Lasting for so long in Japan is no accident. The game is demanding enough, but the cultural adjustments needed to survive in NPB and Japanese society is more than most have historically been able to handle for more than a couple of years, if that long.

“It takes a special breed of player,” said Jeremy Powell, a former pitcher who spent eight seasons in Japan with the Kintetsu Buffaloes, Orix Buffaloes, Yomiuri Giants and Fukuoka Softbank Hawks. “I think all of us who have spent a longer time over there had the ability to adjust sooner. Not physically, mentally. You have to have the ability to have an open mind and embrace the Japanese way.”

Powell also stressed the importance of foreign players earning the trust and support of their ballclubs.

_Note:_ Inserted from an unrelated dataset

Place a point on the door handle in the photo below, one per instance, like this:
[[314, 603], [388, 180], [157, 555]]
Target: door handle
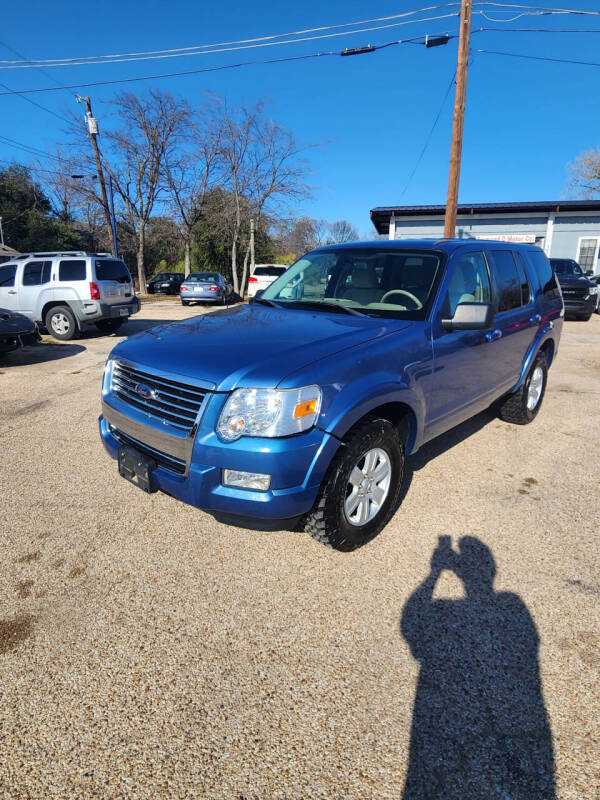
[[491, 336]]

“They have to allow you to adjust on the field, allow you to fail to succeed,” he said. “Unfortunately in a game built on failure, most guys don’t get to fail, they have to produce and produce now. Odds are against us staying for a long time.”

Ramirez didn’t think he’d last much more than a year in 2001, when he arrived to play for the Swallows.

The Venezuelan slugger had been signed by the Cleveland Indians in 1991 as an amateur free agent, and for seven years hit at almost every level of the farm system, never finishing with fewer than 11 home runs or 44 RBIs in seasons with at least 67 games played. He was mostly unable to carry that into the majors, hitting .259 with 12 home runs and 48 RBIs in 135 games over parts of three seasons.

He found early success at Yakult, and over a decade later has contributed to three Central League pennant winners, helped capture two Japan Series titles, won a pair of Central League MVP Awards (2008 and 2009), made eight All-Star Games, and set numerous records.

“Alex has to be the best foreigner ever, right?” remarked Powell. “Tuffy is up there as well, but Alex has been there longer and recently reached a milestone that I don’t think will ever be broken. It doesn’t matter where you do it, but making history in any capacity like this takes the cake.”

Ramirez’s peak was a sublime stretch from 2003-2010 during which he averaged 35 home runs and 116 RBIs per season. The eight consecutive 100-RBI campaigns he put up during that span broke the NPB record held by Giants icon Sadaharu Oh.

“He’s a legend,” said Yokohama’s Nyjer Morgan, in his first season in Japan after six in MLB. “That’s something historic. My first time being part of something like this. I’m just embracing this whole being in Japan and playing with Rami-chan, a future legend.”

Ramirez’s numbers may be eclipsed only by his immense popularity. He’s become a fan favorite due to the way he’s embraced Japan, his popular post-home run performances, and the easy, amiable way he interacts with fans. He’s also set up charities in Japan and has developed a deep affinity for the country.

“I have received all the support from Day One,” Ramirez said. “The kindness and what people make me feel here, not only me, but also my family, it’s just like home. This is home, and this is the place where I want to be, and I would like to stay here after I’m done with baseball.”

Among the pantheon of foreign players, perhaps only the enduring popularity of former Hanshin Tigers great Bass, who remains so beloved Whiting said, “If the fans in Japan took a vote to choose Greatest Gaijin, Bass would win handily,” surpasses Ramirez’s.

“I really hope that the Japanese community takes him in and puts him in the Hall of Fame because he’s earned that,” Swallows outfielder Lastings Milledge said of Ramirez. “All the stuff he’s done for the community, all the stuff he’s done on the field and off the field, I think it’s great. He’s different than all the foreigners that came over. Arguably, well, not arguably, he’s the best foreigner to ever play in Japan.”